En mi vida profesional nunca he acostumbrado tratar los asuntos relacionados con la liquidación de las compensaciones económicas con personas ajenas al caso; ningún abogado debe hacerlo. No sé como caí en esta dinámica a estas alturas del juego. Lo cierto es que no lo vi venir y pagué con un mal rato cuyo golpe me duró varios días botar.

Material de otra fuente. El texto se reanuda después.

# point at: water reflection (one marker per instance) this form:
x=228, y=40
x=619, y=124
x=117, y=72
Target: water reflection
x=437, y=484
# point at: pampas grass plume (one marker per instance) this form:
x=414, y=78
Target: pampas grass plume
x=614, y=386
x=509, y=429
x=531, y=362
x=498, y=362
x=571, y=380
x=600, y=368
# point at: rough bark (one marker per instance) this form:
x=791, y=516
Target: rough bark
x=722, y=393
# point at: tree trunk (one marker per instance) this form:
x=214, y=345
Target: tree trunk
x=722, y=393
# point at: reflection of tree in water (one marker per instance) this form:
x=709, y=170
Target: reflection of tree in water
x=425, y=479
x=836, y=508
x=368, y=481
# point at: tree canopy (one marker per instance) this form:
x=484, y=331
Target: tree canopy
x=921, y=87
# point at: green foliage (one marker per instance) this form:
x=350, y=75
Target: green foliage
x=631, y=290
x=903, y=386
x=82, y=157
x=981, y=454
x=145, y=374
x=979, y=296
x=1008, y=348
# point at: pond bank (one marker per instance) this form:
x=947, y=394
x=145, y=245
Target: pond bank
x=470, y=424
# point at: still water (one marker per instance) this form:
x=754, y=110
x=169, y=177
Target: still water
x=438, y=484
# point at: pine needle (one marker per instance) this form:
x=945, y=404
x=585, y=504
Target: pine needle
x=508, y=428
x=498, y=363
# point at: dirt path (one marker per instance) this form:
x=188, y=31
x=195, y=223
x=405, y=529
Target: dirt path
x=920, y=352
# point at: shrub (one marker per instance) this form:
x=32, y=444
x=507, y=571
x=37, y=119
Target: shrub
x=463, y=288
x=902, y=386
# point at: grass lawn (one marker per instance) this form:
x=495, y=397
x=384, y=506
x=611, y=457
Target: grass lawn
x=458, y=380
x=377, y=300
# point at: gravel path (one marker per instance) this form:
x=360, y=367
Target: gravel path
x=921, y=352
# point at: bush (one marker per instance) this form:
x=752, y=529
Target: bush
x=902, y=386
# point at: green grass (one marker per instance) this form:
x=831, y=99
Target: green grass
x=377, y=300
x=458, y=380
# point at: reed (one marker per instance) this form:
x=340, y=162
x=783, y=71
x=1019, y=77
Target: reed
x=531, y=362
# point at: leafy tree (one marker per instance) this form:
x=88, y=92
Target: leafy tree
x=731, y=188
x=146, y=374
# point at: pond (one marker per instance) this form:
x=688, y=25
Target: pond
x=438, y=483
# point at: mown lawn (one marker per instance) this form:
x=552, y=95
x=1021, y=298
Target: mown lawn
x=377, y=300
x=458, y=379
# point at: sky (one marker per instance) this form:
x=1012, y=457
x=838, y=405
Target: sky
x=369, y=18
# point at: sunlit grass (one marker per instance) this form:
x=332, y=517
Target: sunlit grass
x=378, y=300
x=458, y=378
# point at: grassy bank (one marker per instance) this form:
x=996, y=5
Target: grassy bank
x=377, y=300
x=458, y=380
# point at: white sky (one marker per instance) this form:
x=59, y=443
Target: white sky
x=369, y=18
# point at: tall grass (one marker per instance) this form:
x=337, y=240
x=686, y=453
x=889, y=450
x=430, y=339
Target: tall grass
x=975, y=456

El caso de la pariente súbitamente interesada en el bienestar económico de su padre evidencia claramente que el abogado suda cada centavo que gana, a pesar de que la gente crea que los abogados nos ganamos los chavos de manera fácil. Que me disculpe Cantalicio; estoy convencido de que no siempre el sabor lo dice todo.
2 comentarios:
Por poco me desmayo al leer tal atrocidad, pero ejemplifica claramente de que quien no está envuelto en los trámites de un caso no conoce lo dificil que es llevarlo. Nunca había leído una reseña tan explícita y precisa de lo que uno siente cuando un allegado (que ni cliente es) a un caso "opina" sobre la labor de uno. Trepidé cuando lei el "si algo", porque a mi poca experiencia, ya he pasado por eso. Se siente como una patada en el estómago cuando cuestionan ese "si algo", y luego que uno obtiene una cuantía en pago de la reclamación, suelen quejarse al pagarnos el "si algo". Al menos me conformo con saber que alguien más pasa por lo que yo paso, y que compartimos vivencias parecidas. Hay cierta comodidad en la empatía de saber que alguien sufre lo mismo que uno, aún en lo malo. Pero tranquilo, compañero, que al menos dormimos plácidamente sabiendo que hacemos lo que hacemos, si algo, porque nos gusta. No sólo por la paga.
Mucho me apena saber de su experiencia con la hija de su cliente. Imaginarla, me revuelca las tripas. No quiero creer que su padre le dio ordenes para que ella lo ofendiera. A su cliente, lo imagino profundamente abochornado del proceder de su hija y eternamente agradecido de usted.